Believe it or not = TRUE.

How?? Dodgy Bros charter company wins work against bona fide competitor due price and "ability" to operate non stop with the "same" load in the same type albeit with dodgy maintenance, sounding familiar no.

The "load chart" was "approved" using 77kg std pax, the operator was double dipping the 4 kg hand baggage allowance included in the std pax weight to lay of against the real baggage and so on. Hey these kids should get to run Telstra

The "approved" fuel flows and flight planning fuels were fantasy land and must have been worked back from the dodgy pax and freight weights to "balance out".

There was no POH or power computer on board beyond the CAA Flight Manual with the weights etc.

No mention anywhere in the OPs Manual of alternator failure issues and so on.

All duly "approved".

The outbound alternator failure on it's own is normally cause to ground the aircraft and other arrangements made for the pax.

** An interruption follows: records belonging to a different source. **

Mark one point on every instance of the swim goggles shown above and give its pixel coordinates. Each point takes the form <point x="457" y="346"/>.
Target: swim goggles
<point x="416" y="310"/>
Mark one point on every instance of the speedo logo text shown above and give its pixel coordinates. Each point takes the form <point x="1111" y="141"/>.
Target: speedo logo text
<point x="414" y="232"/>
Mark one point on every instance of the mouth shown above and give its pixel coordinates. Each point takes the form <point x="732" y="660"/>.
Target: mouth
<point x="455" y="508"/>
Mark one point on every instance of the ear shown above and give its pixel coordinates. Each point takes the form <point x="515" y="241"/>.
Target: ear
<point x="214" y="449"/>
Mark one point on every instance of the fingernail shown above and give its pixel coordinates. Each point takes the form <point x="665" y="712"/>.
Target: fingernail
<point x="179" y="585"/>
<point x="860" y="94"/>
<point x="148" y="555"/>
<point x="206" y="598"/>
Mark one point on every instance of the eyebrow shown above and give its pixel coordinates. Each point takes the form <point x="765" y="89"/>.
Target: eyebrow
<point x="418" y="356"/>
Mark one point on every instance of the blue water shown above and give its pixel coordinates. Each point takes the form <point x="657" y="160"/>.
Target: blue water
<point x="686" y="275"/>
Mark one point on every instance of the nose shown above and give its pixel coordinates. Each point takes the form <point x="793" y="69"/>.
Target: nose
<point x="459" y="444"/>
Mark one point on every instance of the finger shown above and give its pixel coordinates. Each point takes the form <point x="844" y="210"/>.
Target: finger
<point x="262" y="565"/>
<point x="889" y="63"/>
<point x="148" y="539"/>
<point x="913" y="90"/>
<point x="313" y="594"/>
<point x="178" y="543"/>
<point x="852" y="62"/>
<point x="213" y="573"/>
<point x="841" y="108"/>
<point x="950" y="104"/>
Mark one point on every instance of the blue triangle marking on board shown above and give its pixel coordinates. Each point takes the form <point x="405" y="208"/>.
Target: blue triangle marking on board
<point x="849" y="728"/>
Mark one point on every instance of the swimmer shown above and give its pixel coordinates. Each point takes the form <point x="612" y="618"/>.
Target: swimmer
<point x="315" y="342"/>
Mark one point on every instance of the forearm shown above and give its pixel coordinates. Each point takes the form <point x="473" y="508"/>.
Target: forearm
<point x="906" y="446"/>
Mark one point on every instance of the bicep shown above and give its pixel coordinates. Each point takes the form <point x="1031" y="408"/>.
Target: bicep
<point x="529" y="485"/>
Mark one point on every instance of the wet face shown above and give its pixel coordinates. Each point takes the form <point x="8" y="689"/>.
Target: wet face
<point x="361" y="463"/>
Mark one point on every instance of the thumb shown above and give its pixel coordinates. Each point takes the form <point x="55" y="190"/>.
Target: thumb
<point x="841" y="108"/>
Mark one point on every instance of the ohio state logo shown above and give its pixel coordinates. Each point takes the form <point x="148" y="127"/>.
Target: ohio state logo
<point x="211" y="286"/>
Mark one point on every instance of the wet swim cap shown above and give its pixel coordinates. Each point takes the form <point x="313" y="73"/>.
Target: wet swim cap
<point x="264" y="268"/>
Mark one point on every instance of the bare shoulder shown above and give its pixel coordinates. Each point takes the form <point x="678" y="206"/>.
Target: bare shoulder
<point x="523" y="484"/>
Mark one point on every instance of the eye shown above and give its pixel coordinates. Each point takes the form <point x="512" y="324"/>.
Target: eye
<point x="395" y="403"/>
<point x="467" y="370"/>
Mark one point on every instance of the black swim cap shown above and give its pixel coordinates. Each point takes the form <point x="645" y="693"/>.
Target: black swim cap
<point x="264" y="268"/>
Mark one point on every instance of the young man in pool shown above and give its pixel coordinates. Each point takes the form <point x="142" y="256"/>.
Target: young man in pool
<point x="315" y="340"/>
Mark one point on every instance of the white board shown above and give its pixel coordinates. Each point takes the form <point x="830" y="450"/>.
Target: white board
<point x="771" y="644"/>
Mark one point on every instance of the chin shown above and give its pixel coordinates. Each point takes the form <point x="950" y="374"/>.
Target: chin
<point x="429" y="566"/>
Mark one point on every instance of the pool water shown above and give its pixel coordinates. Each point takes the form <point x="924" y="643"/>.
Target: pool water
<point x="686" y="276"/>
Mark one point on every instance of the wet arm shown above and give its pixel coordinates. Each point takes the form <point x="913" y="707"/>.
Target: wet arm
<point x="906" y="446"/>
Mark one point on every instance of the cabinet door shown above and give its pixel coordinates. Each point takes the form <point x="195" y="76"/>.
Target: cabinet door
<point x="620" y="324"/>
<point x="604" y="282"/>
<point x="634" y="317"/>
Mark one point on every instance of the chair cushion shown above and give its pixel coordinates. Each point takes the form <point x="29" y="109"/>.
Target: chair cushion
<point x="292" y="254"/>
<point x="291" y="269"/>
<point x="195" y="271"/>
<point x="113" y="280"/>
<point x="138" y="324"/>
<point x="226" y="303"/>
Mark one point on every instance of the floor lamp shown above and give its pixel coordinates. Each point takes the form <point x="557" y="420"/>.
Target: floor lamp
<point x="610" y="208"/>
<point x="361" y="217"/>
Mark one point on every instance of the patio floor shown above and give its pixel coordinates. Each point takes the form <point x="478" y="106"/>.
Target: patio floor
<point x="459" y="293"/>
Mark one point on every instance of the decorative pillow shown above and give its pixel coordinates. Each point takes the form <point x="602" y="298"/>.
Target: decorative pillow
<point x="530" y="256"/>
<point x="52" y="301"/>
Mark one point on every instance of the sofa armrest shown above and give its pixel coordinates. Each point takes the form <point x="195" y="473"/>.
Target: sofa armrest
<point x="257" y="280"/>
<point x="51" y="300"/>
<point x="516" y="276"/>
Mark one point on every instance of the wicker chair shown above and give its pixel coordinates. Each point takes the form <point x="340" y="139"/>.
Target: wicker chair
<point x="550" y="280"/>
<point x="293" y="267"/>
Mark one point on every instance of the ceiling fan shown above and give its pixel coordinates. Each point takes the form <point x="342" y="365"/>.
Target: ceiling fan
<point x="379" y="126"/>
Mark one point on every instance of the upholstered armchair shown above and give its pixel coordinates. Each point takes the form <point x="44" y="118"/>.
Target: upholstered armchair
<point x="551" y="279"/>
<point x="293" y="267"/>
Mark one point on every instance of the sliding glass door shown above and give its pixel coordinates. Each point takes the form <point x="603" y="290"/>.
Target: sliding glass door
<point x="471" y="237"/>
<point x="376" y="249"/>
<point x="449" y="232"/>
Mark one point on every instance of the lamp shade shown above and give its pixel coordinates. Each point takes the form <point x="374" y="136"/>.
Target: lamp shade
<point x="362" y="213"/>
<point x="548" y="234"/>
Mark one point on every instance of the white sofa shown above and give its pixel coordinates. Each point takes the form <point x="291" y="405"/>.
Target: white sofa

Of course when the whole load is then put on the remaining equally old alternator for the return it promptly says barlees and rolls over shortly after TO on climb outbound and the battery is following fast.

Our hero decides no biggie its sorta VFR daytime so lets keep going, we can't afford to put the pax on the RPT nor recover the aircraft from 600nm from base, so lets just keep going and make it up as we go along.

Now if the pilot in the stress and confusion had remembered to complete his checklists and properly leaned for the climb and cruise and not left it at full rich he may well have made it. Which is why he ran out of fuel at the vinegar stroke.

Now, a short lesson on geared engines and geared alternators. There's several ways an alternator can fail on one of these, internal electrical fault, internal bearing/shaft failure or failure at the gearbox end.
There is no way of telling from the cockpit other than it's offline.
For all but the first instance, alternator failure can have knock on consequences to the engine by taking out the gearbox, to which the engine and prop is attached altogether.
Not pretty.
Recommended practise is to land real soon and call the RAC.

But hey, now we have the hero flying an aircraft with BOTH alternators out.

Back to our hero, we are now well and truly into our fixed reserves and likely to land on fumes as we pass overhead the last airport with fuel, but hey even that is too expensive so lets keep going.

Mental state of the pilot is exhibited by the pax in the RHS decamping to the rear baggage step, which wouldn't have helped the C o G but I guess that was sorta offset by the 110kg tool box in the nose. This was one of the pax who required big time counselling

Engines spluttering on short final, shut down one, I think, the other threatening, it might have given up too, stuff up gear extension, no hydraulics and emergency extension, fails to pull the gear breaker before selecting blow down and he does the only smart thing in the whole flight.

He dead sticks the aircraft more or less under control, gear hanging unlocked onto the ground

With the possible exception of the alternator issues all of the rest in terms of fuel and load were as per the "approved" Ops Manual.

I've the forgotten the denouement in terms of regulatory action but it was a bit of a stand off in finding any operations that weren't specifically approved and I seem to recall every body called it quits.

Fortunately for the industry Dodgy Bros went broke or went on to bigger things in airlines and the CAA learnt that the factory POH is remarkably accurate, as when I was eventually apprised of the actual fuel on board and other bits of the scenario I was able to show that the engines would quit pretty much on schedule and where they ultimately did. It wasn't rocket science.

AND that even with proper fuel handling they must have been landing with less than 30 minutes fuel, AND any way they cut it they were always 100s of kg overweight.

The POH and power computer probably were as is usually the case in the Chief Pilots top drawer, consigned as manufacturers puff advertising material.

Luck seems to favour the innocent.

Last edited by gaunty; 22nd Sep 2005 at 05:04.